One. Stop trying to think your way through the block.

You’re no dummy. If thinking your way through was all this problem needed, it would have been solved already. No question. So you’re going to need something else besides figuring out and thinking up solutions.

Two. Clear out your assumptions.

What are you assuming? The biggest block to getting unblocked is thinking you already know “why” you are blocked. Shana thought the reason she wasn’t working on her novel was that she was scared of being a failure. It turned out to be something quite different.

Three. Get into your body.

Most of us cut off the full power of our brilliance by walking around cut off from our bodies. Take some time to feel your feet, your seat, your breathing.

Four. Something in you doesn’t want to do it.

If you’re not doing something that’s well within your power to do, there must be something in you that doesn’t want to do it. That’s the one assumption we’re going to make. You can sit down and organize your papers — you aren’t doing it — therefore, something in you doesn’t want to.

Five. Don’t judge it; get curious instead.

The first temptation is to judge: “It’s just the lazy part of me that doesn’t want to.” But wait—don’t judge! Being judgmental is going to shut down the lines of communication that we need to have open.

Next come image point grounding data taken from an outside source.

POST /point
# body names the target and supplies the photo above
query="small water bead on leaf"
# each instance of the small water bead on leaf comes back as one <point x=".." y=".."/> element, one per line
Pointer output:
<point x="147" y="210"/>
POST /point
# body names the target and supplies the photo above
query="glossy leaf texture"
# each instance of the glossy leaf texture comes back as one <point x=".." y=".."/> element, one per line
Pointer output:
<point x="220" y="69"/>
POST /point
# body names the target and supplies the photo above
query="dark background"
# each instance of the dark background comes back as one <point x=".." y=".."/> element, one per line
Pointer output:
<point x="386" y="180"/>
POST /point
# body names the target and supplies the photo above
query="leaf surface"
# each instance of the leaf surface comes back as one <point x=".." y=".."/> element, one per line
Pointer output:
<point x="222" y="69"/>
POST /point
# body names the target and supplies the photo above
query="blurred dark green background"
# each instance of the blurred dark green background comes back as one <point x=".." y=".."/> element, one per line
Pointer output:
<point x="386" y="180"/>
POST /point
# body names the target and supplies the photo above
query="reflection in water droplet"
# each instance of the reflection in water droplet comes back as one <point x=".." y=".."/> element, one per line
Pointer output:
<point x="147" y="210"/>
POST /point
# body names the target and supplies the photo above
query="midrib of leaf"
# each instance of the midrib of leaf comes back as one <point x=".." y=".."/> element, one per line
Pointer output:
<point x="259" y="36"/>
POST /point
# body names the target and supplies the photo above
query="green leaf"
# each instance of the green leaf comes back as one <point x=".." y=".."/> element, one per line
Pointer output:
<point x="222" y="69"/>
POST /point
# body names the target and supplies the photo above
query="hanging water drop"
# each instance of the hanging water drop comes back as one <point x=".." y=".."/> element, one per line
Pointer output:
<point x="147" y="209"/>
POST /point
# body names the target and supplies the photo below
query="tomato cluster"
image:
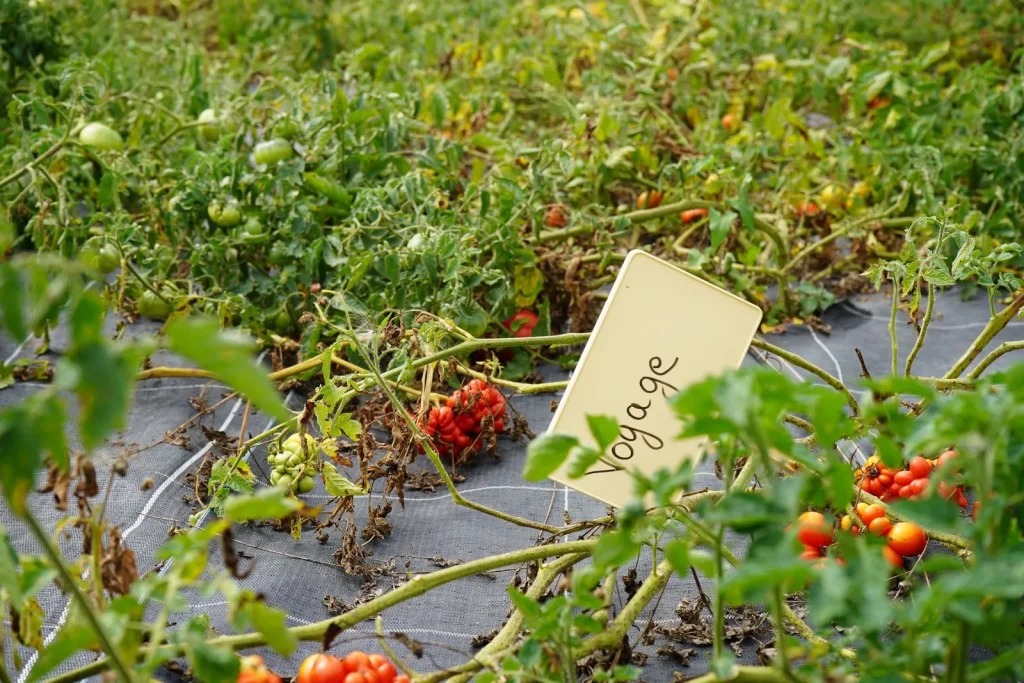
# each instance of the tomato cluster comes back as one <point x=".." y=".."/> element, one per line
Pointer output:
<point x="910" y="482"/>
<point x="458" y="425"/>
<point x="356" y="667"/>
<point x="902" y="539"/>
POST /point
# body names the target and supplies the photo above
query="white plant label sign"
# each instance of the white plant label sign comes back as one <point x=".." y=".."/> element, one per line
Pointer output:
<point x="660" y="330"/>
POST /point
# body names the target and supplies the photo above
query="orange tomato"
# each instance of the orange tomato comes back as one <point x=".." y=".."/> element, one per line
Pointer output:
<point x="907" y="539"/>
<point x="892" y="557"/>
<point x="321" y="669"/>
<point x="870" y="513"/>
<point x="691" y="215"/>
<point x="384" y="669"/>
<point x="880" y="525"/>
<point x="814" y="530"/>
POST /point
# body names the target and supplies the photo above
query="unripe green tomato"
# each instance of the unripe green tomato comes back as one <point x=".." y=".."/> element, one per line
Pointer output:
<point x="100" y="136"/>
<point x="279" y="254"/>
<point x="224" y="212"/>
<point x="294" y="443"/>
<point x="153" y="306"/>
<point x="100" y="256"/>
<point x="283" y="323"/>
<point x="211" y="125"/>
<point x="271" y="152"/>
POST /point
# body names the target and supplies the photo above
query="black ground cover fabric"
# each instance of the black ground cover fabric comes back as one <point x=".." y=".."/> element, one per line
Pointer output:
<point x="301" y="577"/>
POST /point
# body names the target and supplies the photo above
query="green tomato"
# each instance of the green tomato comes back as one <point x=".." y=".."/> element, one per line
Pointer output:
<point x="283" y="323"/>
<point x="210" y="128"/>
<point x="279" y="254"/>
<point x="100" y="256"/>
<point x="224" y="212"/>
<point x="272" y="152"/>
<point x="100" y="136"/>
<point x="153" y="306"/>
<point x="294" y="444"/>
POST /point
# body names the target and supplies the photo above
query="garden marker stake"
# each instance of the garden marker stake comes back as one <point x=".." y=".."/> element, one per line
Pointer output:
<point x="660" y="331"/>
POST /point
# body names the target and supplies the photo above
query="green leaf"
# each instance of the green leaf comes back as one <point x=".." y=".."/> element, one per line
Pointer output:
<point x="719" y="224"/>
<point x="270" y="623"/>
<point x="265" y="504"/>
<point x="227" y="354"/>
<point x="604" y="429"/>
<point x="337" y="484"/>
<point x="546" y="454"/>
<point x="582" y="458"/>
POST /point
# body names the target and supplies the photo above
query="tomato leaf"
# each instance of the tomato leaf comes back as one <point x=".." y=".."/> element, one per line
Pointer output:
<point x="546" y="454"/>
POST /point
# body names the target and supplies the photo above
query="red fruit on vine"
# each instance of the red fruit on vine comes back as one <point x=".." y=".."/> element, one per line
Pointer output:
<point x="920" y="467"/>
<point x="814" y="530"/>
<point x="521" y="325"/>
<point x="907" y="539"/>
<point x="692" y="215"/>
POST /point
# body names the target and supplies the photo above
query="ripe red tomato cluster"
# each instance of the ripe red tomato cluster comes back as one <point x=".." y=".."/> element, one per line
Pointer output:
<point x="902" y="539"/>
<point x="457" y="425"/>
<point x="356" y="667"/>
<point x="909" y="482"/>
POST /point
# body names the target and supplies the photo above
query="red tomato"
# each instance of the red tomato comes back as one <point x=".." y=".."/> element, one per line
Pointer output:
<point x="814" y="531"/>
<point x="384" y="669"/>
<point x="903" y="477"/>
<point x="870" y="513"/>
<point x="892" y="557"/>
<point x="880" y="525"/>
<point x="920" y="467"/>
<point x="321" y="669"/>
<point x="907" y="539"/>
<point x="521" y="325"/>
<point x="810" y="554"/>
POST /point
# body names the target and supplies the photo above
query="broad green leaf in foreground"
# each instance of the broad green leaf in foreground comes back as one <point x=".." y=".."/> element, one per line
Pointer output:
<point x="227" y="354"/>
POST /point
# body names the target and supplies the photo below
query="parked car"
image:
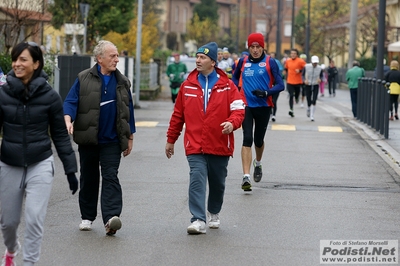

Instead of judging, get curious. The truth is, you don’t know what or why this part of you is not doing the action. Let your genuine curiosity awaken.

Six. Listen.

Listen to the part of you that doesn’t want to do the action. How? By allowing it to show up as a bodily felt sense. Take some time, sense into your body, and invite this part to show up. Maybe it will come as a tightness in your chest, or a constriction in your throat. Take time; be patient. Once you can feel it there, you can ask it: What are you worried about? What are you trying to help me with?

Seven. Be open to transformation.

Shana called me in a panic. She was two months into her three-month writing break and all she had to show was a great collection of shells. “I know it’s just fear,” she told me. “I’m afraid to find out I’m a failure.”

I suggested she set aside her assumptions for a while, and approach the situation with curiosity. “Maybe that’s what it is,” I said, “but let’s find out.”

When Shana got quiet and brought her awareness into her body, she could feel the not-wanting-to-write in her chest, like a drawstring pulling tight. I guided her in a process of sensing what it was worried about, and what it was trying to help her with. After about fifteen minutes, she felt a shift. Her breathing deepened and the feeling in her chest released. “Wow,” she said. “It says it feels I have something precious inside, and it doesn’t want that to get trampled on.” I suggested she let it know she heard it. “Yes, I can do that,” she said, smiling.

Shana’s whole body posture had changed. Her shoulders were up and her eyes were bright and relaxed. “This feels really different,“ she said. Later I found out that in her last month in the beach cottage, she wrote every day, enjoyed herself, and finished three chapters of her novel.